Angle A is a degree angle that keeps increasing by increments and Angle B is the stopping point of Angle A (think 'Spin-the-bottle' where Angle A is the current angle of the bottle Angle B is the angle needed to point to your crush and the bottle spins at a fixed rate clock-wise).

To do this, I've been trying to compare Angle A and Angle B with inequalities. If Angle A is 60 degrees and Angle B is 80 degrees, this is no problem.
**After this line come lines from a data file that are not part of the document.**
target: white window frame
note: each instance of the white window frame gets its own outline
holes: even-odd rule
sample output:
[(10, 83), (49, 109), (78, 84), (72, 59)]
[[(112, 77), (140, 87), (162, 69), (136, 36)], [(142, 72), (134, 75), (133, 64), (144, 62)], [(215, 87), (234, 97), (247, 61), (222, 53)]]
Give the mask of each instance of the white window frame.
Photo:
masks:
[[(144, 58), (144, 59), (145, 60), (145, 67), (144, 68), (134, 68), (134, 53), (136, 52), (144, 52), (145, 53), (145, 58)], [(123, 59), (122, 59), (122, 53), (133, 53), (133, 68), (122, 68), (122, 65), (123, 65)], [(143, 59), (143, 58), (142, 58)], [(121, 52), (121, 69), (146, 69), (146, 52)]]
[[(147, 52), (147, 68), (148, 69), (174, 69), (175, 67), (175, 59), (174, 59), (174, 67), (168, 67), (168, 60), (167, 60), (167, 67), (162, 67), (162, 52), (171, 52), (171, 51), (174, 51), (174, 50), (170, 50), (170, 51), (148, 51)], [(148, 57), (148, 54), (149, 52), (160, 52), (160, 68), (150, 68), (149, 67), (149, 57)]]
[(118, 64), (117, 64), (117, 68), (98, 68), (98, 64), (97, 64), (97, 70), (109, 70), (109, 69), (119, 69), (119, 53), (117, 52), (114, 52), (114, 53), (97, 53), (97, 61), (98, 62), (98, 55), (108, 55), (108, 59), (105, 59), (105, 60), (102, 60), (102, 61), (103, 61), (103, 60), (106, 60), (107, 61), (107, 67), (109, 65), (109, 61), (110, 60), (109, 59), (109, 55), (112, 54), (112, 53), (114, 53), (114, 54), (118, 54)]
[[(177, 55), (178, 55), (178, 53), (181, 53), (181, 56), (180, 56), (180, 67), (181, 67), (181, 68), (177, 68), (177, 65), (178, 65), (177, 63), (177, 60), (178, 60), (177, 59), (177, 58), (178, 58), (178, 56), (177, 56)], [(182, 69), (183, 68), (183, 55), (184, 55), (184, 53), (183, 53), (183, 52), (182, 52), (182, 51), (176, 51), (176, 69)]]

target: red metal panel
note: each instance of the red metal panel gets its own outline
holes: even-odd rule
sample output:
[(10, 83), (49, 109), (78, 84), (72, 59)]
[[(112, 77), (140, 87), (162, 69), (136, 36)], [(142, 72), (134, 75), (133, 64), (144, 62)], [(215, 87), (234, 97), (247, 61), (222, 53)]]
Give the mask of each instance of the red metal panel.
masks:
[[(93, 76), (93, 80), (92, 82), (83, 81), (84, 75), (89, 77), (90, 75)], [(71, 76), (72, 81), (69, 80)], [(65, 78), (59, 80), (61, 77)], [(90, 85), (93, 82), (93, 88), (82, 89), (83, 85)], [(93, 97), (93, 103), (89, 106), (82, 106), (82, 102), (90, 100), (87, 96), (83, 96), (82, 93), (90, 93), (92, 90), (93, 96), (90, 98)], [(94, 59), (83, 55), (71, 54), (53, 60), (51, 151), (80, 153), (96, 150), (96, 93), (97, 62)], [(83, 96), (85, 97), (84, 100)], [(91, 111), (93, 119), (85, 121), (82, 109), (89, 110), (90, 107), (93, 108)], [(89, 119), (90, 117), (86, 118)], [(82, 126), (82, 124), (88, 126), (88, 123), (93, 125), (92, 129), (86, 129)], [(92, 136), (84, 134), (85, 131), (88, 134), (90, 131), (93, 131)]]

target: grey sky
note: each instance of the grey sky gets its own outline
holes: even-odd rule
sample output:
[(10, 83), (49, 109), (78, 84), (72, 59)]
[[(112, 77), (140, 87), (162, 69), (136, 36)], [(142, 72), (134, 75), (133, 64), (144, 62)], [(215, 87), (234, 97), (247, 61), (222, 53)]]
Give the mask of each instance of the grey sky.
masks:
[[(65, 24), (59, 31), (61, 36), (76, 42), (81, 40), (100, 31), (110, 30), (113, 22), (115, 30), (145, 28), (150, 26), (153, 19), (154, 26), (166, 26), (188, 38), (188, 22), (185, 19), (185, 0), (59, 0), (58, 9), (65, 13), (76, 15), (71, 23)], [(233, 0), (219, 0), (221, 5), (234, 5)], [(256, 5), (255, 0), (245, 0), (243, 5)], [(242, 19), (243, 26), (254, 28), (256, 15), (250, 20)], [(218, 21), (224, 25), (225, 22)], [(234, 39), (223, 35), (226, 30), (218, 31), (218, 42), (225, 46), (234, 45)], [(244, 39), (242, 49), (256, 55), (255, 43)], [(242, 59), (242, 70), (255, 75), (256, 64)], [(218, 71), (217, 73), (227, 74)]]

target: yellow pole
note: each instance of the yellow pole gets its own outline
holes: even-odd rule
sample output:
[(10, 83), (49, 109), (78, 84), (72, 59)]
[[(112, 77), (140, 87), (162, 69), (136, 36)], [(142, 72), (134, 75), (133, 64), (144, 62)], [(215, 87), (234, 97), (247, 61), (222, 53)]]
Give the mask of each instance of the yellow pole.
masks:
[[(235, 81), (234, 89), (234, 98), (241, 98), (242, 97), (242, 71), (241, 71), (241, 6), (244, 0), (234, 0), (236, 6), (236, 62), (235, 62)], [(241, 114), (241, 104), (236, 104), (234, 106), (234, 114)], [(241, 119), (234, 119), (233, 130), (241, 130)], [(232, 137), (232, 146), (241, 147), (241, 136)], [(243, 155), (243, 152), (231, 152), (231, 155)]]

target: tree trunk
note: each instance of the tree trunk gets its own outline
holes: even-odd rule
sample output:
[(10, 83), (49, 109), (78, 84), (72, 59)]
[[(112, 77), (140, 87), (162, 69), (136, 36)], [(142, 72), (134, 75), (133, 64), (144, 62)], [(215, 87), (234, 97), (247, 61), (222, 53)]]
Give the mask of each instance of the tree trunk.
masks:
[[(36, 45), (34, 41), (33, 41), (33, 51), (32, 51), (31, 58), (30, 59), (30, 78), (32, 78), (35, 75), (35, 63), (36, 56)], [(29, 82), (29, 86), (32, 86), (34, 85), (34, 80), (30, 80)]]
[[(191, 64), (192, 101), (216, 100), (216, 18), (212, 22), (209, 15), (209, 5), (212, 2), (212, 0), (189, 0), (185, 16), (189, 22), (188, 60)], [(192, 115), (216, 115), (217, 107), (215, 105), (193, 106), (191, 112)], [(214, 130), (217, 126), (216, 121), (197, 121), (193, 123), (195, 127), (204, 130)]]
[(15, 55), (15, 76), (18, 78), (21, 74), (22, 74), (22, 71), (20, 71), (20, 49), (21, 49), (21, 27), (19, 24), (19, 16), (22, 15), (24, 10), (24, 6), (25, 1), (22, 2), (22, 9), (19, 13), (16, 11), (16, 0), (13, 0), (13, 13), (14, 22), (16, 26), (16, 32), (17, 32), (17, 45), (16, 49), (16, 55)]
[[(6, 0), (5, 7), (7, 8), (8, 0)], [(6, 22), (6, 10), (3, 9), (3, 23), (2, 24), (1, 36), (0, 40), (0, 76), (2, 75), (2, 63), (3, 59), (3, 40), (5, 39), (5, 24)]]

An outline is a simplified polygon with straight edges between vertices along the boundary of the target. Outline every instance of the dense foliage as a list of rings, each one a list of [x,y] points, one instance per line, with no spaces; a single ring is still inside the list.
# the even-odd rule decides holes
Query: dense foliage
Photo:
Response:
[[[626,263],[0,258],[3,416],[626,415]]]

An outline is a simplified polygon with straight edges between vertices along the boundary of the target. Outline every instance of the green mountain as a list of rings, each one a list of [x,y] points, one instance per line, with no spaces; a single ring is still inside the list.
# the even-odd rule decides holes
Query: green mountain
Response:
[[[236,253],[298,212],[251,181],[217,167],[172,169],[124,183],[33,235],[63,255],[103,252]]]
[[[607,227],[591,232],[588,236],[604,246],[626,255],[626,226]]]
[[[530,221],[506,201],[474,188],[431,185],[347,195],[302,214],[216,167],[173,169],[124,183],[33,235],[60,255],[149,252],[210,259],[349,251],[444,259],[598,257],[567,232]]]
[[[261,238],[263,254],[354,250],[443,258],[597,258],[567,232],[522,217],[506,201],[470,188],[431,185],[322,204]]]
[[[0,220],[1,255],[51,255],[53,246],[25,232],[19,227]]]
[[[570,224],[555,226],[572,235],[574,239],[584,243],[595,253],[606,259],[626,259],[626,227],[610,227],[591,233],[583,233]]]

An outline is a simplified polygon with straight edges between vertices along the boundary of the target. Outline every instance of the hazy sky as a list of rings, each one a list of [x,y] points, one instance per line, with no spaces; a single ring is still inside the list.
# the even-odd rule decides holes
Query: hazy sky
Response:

If Angle A is 350 degrees and Angle B is 10 degrees however, the inequality thinks that Angle A has crossed Angle B even though it hasn't.

How do I compare angles when they wraparound at 360 degrees?

This is some pseudo-code for what I have so far:

int AngleB = 30;
int AngleA = 300;

void Update() {
    AngleA += 13;
    if (AngleA > AngleB) {
        AngleA = AngleB;
    }
}

Update: Here's my new method that wraps Angle A relative to Angle B:

double GetAngleDifference(double from, double to)
{
    double difference = to - from;
    while (difference < -180) double += 360;
    while (difference > 180) double-= 360;
    return difference;
}

Best Answer

Any angle is equivalent to the angle + 360 degrees.

So if you are increasing a, but a > b (numerically), then add 360 to b at the start. Now a < b works for your loop.

e.g.

a = 270
b = 45
b += 360 // = 405
while (a < b)
  a += ... // 270 up to 405

If you are decreasing a but b > a (numerically), then add 360 to a at the start. Now a > b works for your loop.

e.g.

a = 10
b = 310
a += 360 // = 370
while (a > b)
  a -= ...  // 370 down to 310

That's not the full pseudocode, but illustrates the two cases where you need to worry about "crossing" the 360 mark.